Once you’ve adjusted a bit and hunkered down into the surprisingly comfortable seat you’ll notice the no-nonsense dash layout, including the practical gauges laid out in an easily viewed spread across the instrument panel. I always get a kick out of the fact that the Veglia gauges in here can also be found in Ferraris of the period. Surprisingly, especially for an Italian body built on an existing chassis, the doors and hood and trunk all close with confidence-inducing clunks and show off some respectable shut lines too.
So, the actual driving experience. It seems like the motor—a BMC A-series four-cylinder with about 60hp—has a split personality, being at times modest and others rudely, joyfully, not.

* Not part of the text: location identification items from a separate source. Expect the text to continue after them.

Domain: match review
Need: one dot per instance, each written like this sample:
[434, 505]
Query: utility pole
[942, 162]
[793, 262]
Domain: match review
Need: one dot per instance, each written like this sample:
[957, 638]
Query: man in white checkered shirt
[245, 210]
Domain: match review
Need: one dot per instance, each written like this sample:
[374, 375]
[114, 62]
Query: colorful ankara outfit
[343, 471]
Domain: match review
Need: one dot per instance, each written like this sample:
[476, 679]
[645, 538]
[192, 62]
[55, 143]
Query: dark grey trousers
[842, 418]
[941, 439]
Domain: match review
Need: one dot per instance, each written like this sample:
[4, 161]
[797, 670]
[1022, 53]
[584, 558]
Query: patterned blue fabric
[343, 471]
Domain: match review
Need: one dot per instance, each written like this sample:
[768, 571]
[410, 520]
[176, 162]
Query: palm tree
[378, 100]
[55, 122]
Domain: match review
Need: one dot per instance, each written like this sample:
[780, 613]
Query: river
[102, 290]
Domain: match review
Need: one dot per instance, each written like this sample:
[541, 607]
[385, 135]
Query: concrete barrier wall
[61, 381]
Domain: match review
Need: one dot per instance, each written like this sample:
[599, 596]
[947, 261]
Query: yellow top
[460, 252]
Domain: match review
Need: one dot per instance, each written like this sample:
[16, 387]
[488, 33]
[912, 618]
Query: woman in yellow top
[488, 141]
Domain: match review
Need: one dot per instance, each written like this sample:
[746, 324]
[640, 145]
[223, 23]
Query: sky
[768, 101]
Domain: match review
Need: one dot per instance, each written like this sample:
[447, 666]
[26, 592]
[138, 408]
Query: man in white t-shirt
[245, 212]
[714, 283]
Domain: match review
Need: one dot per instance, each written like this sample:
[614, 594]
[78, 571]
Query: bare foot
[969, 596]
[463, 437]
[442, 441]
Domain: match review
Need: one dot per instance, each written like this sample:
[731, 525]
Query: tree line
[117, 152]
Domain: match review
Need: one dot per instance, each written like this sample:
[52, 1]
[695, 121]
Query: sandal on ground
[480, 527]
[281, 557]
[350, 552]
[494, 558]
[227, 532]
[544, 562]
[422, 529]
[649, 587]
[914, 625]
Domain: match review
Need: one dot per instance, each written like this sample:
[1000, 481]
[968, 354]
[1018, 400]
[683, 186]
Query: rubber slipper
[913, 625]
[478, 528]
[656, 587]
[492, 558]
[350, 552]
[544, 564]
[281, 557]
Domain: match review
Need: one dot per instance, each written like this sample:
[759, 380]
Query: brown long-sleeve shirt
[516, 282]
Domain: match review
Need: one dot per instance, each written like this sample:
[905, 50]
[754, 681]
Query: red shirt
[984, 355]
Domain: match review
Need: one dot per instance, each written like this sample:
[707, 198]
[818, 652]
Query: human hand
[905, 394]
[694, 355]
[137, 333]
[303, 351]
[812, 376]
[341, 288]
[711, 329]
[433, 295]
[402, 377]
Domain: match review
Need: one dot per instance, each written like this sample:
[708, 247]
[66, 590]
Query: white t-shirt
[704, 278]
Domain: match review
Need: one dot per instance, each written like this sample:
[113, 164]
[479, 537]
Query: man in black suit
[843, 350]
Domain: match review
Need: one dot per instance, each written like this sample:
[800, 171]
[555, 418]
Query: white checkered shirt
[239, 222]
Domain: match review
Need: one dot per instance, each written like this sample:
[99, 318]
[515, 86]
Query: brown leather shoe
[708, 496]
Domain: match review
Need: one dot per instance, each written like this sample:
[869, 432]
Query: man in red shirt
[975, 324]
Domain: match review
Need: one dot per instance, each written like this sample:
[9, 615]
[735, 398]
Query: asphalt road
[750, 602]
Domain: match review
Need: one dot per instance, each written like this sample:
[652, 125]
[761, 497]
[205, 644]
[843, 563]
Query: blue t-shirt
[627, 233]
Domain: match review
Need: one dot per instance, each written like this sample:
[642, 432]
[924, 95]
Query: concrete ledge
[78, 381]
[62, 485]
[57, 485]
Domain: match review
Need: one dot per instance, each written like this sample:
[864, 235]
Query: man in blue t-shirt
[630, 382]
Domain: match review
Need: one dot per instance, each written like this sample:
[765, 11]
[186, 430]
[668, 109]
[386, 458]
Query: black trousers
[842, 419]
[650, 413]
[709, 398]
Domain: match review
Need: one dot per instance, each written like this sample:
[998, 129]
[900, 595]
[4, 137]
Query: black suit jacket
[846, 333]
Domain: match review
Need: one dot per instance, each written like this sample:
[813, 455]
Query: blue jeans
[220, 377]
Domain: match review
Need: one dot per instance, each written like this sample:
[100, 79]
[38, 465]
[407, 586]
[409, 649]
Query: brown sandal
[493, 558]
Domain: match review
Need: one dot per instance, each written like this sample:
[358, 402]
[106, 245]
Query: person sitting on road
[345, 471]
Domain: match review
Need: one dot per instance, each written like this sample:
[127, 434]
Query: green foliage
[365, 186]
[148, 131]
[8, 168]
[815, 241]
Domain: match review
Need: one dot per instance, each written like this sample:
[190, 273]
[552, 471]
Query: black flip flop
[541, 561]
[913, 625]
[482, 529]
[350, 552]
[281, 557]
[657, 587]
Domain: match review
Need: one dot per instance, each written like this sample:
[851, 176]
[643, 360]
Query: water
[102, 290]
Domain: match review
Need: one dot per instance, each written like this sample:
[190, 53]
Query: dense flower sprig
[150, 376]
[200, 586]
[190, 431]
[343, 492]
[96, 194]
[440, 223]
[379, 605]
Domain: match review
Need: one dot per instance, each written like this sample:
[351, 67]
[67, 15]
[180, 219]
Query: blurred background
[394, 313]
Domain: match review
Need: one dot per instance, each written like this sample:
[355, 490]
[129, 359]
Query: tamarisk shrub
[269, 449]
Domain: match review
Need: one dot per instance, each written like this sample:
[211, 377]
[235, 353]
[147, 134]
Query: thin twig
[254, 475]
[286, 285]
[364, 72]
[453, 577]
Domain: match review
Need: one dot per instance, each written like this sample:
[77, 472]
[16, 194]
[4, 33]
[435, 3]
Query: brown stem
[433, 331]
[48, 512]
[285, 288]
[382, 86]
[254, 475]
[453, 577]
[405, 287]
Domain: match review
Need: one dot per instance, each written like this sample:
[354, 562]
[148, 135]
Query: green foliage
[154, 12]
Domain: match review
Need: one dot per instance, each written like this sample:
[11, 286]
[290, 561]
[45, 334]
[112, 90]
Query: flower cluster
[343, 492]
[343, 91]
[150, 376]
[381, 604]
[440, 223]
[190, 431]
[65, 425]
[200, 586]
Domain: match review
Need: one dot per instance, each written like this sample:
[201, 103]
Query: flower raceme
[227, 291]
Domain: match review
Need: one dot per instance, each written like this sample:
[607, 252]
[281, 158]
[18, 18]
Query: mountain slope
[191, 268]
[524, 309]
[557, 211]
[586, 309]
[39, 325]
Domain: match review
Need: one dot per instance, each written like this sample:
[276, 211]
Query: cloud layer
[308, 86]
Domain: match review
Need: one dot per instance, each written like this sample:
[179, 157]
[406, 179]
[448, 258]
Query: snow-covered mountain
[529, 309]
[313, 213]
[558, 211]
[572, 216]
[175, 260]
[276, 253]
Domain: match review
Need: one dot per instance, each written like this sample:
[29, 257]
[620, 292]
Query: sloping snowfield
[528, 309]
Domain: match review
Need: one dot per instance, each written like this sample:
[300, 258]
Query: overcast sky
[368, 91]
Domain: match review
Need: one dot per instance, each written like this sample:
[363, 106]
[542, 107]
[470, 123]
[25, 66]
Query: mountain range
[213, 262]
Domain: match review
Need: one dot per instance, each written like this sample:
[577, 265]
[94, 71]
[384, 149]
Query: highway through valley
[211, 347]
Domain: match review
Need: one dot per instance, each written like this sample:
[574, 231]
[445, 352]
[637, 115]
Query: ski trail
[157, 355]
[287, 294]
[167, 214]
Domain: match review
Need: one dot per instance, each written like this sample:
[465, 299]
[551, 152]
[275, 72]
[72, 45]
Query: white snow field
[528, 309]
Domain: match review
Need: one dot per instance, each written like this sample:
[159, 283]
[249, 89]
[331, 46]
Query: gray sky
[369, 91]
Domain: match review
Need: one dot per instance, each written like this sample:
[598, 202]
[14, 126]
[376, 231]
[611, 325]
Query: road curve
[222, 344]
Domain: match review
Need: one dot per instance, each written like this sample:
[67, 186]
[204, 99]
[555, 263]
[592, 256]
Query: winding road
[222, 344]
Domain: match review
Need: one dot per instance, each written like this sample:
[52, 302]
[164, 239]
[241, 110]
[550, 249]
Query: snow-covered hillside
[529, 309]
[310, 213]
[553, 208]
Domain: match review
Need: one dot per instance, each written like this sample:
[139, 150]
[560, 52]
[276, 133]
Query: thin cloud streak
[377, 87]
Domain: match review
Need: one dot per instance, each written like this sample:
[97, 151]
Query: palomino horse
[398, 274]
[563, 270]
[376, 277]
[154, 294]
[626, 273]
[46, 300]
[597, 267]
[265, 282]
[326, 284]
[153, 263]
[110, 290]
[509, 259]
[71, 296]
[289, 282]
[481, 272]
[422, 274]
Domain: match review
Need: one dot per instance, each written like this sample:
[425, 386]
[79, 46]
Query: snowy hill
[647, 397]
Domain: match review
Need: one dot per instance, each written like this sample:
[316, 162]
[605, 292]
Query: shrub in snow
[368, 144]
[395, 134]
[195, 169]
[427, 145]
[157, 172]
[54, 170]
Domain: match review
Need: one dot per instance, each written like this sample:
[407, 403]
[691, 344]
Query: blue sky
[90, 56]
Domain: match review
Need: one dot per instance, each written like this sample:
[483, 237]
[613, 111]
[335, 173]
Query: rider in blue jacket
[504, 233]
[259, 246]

When you’re just moving through the gears in the lower rev range it’s just a quiet classic car to putter around in, but if you delay your shifts and let it climb it answers you with a nice little growl of approval. The gears aren’t very tall even though it’s a four-speed, so can still play around in the top of the tach pretty easily on the fun roads too. And when you see some corners ahead, you don’t need to shy away. Now, I have no airs about this being able to keep up with some taut and modern sports cars, but given the age and design of the suspension system, it’s quite fun to lean it back and forth through some esses or bend it around some hairpins; though I never drive this car aggressively given its rarity and my chances of finding another, it is still quite a good time to take it on directionless drives.
Everybody seems to like the look of the car too. People are always trying to guess the marque when they see it, asking questions about the interesting little coupe. People like the paint color, the shape and the sound, are always trying to take pictures of it in traffic or parked, and I often have people driving next to me only to give a thumbs up at the next traffic stop—although it’s an innocent car, it gets a lot of attention!